# CS 1656 – Introduction to Data Science 

## Instructors: Alexandros Labrinidis, XIowei Jia
## Teaching Assistants: Evangelos Karageorgos, Xiaoting Li, Zi Han Ding
## Recitation 10: (Optional) - Information Retrieval

In this lab, you will use sklearn's tfidf function to retrieve the most important word across a vast amount of text. You will then implement your own tf-idf and compare the results.

In [2]:
import pandas as pd
import os
import numpy as np
from sklearn.feature_extraction.text import CountVectorizer, TfidfTransformer, TfidfVectorizer

For the example, we will create an arbitrary list of documents to find tf-idf values.

In [3]:
#Generate a corpus of documents
corpus = [
    'This is the first document.',
    'This document is the second document.',
    'And this is the third one.',
    'Is this the first document?',
]

Next, we will try and use a CountVecorizer object from scikit-learn to analyze the text, produce the term (word) vocabulary, and calculate the term frequencies per document.

In [4]:
# CountVectorizer - analyzes the text, produces term vocabulary and frequencies
count_vectorizer = CountVectorizer()

# analyze the corpus to produce the vocabulary and the number of word occurances per document
TF_matrix = count_vectorizer.fit_transform(corpus)

# print the terms (word vocabulary)
print(count_vectorizer.get_feature_names_out())

# print the term frequencies
print(TF_matrix.toarray())

# Convert the frequencies matrix to a DataFrame for better readability
TF_df = pd.DataFrame(TF_matrix.toarray(), columns=count_vectorizer.get_feature_names_out())

# Display the DataFrame
TF_df

['and' 'document' 'first' 'is' 'one' 'second' 'the' 'third' 'this']
[[0 1 1 1 0 0 1 0 1]
 [0 2 0 1 0 1 1 0 1]
 [1 0 0 1 1 0 1 1 1]
 [0 1 1 1 0 0 1 0 1]]


Unnamed: 0,and,document,first,is,one,second,the,third,this
0,0,1,1,1,0,0,1,0,1
1,0,2,0,1,0,1,1,0,1
2,1,0,0,1,1,0,1,1,1
3,0,1,1,1,0,0,1,0,1


Next, we will use a transformer object that calculates TF-IDF values based on term frequencies

In [5]:
# TfidfTransformer - transforms term frequency values to tf-idf values
TF_IDF_transformer = TfidfTransformer()
TF_IDF_matrix = TF_IDF_transformer.fit_transform(TF_matrix)

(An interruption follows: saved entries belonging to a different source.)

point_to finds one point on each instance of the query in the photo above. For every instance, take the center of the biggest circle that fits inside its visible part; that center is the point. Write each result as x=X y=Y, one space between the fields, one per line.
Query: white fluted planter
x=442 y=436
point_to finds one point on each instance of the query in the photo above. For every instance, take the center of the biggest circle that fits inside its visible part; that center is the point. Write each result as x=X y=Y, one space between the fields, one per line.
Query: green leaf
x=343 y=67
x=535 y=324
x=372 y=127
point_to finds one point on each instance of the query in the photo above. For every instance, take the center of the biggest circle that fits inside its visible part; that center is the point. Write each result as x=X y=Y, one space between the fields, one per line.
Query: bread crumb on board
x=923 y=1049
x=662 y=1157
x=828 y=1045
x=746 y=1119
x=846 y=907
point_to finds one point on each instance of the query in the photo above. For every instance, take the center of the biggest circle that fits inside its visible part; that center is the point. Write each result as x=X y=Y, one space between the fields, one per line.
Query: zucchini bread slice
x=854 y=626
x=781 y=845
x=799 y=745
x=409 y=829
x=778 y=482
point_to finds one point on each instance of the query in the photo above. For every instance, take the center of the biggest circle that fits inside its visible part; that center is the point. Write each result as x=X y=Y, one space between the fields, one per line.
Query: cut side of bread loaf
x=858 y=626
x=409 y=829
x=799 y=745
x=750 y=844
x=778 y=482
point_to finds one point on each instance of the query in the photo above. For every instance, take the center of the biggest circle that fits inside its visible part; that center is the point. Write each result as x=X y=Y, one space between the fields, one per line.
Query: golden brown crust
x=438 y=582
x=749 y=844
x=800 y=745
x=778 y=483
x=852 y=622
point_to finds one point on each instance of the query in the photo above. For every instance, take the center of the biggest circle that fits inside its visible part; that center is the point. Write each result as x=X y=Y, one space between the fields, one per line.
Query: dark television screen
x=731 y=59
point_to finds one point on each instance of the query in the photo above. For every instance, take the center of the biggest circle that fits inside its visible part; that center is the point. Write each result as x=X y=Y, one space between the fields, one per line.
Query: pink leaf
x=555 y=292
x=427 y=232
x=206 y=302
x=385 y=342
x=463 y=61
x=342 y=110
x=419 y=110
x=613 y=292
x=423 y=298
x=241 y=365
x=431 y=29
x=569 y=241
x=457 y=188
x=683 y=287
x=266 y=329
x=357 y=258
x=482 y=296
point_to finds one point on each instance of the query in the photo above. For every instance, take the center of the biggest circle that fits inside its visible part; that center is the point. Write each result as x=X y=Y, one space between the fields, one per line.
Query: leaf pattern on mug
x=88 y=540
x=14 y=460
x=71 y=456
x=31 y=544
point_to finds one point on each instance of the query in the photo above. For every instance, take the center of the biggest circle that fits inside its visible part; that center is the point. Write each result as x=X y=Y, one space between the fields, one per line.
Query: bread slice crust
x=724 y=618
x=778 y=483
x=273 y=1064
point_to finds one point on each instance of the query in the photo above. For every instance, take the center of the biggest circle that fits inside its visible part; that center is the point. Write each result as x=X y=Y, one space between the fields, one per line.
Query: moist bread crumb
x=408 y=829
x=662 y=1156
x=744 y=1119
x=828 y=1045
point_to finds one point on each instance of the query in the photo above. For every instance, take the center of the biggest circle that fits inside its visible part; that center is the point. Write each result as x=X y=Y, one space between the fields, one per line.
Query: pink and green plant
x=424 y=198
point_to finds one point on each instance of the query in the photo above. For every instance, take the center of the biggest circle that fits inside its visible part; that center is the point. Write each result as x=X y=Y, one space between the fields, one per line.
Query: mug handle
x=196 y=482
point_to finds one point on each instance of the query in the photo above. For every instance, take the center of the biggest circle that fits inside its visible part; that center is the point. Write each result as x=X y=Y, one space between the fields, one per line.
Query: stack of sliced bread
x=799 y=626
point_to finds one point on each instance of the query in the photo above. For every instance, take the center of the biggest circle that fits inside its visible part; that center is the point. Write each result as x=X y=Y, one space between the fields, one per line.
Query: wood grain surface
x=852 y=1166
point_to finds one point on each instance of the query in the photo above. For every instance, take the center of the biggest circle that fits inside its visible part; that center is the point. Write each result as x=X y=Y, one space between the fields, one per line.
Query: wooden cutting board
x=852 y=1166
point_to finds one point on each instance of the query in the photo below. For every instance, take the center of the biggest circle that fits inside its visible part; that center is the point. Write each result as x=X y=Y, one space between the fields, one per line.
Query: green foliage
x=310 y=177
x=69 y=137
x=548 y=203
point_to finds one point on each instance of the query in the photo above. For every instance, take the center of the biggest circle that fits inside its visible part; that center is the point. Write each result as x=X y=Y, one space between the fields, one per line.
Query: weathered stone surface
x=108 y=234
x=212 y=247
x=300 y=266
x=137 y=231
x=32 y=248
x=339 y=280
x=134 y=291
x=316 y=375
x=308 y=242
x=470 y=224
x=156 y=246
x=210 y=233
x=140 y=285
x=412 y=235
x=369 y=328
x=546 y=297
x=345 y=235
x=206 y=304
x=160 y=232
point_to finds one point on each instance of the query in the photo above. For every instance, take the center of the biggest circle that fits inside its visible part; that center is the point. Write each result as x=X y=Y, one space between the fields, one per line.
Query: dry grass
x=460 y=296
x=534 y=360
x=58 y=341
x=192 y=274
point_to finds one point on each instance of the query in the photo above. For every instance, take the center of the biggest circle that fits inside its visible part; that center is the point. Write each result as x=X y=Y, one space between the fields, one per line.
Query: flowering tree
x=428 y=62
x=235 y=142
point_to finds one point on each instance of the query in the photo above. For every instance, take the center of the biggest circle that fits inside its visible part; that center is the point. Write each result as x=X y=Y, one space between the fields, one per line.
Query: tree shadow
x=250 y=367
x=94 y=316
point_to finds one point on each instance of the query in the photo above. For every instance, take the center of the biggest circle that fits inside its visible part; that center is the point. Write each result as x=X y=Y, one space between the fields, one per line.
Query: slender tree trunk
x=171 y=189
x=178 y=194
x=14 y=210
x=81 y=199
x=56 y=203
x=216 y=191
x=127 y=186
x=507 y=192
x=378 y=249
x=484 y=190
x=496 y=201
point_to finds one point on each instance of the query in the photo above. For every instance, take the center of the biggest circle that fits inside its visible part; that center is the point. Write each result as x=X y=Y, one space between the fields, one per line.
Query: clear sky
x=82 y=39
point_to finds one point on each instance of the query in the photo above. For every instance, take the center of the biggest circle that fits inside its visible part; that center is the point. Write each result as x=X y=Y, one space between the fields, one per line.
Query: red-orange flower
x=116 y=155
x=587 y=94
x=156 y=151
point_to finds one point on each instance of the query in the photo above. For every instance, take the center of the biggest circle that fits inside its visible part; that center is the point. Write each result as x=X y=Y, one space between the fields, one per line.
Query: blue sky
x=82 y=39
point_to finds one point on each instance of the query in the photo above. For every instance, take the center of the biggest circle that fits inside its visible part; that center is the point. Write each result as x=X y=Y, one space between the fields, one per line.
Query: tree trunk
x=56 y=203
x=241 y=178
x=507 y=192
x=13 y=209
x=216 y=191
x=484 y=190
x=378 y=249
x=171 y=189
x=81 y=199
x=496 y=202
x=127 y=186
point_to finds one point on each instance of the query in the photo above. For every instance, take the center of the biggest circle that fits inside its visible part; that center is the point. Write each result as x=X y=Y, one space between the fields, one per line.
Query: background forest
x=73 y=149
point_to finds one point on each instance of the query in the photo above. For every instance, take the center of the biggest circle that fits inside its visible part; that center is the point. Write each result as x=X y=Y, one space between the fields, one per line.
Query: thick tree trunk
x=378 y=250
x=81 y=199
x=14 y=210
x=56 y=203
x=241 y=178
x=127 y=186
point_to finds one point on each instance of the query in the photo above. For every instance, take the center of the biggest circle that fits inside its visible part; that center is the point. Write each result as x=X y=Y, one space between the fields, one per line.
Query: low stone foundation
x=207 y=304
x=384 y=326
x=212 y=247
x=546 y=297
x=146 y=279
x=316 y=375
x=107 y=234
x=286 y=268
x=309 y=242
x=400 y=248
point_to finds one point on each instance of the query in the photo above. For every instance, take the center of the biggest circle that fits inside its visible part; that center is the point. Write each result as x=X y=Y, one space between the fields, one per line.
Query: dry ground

# Convert to DataFrame (note that we get the features names from the count vectorizer)
TF_IDF_df = pd.DataFrame(TF_IDF_matrix.toarray(), columns=count_vectorizer.get_feature_names_out())
TF_IDF_df

Unnamed: 0,and,document,first,is,one,second,the,third,this
0,0.0,0.469791,0.580286,0.384085,0.0,0.0,0.384085,0.0,0.384085
1,0.0,0.687624,0.0,0.281089,0.0,0.538648,0.281089,0.0,0.281089
2,0.511849,0.0,0.0,0.267104,0.511849,0.0,0.267104,0.511849,0.267104
3,0.0,0.469791,0.580286,0.384085,0.0,0.0,0.384085,0.0,0.384085


Finally, we will use a scikit-learn object that combines analyzing the corpus and calculating of term frequencies and tf-idf values in a single operation.

In [6]:
# TfidfVectorizer - calculates TF-IDF values from the corpus in a single step
TF_IDF_vectorizer = TfidfVectorizer()

# Analyze the corpus and produce the tf-idf values
TF_IDF_matrix = TF_IDF_vectorizer.fit_transform(corpus)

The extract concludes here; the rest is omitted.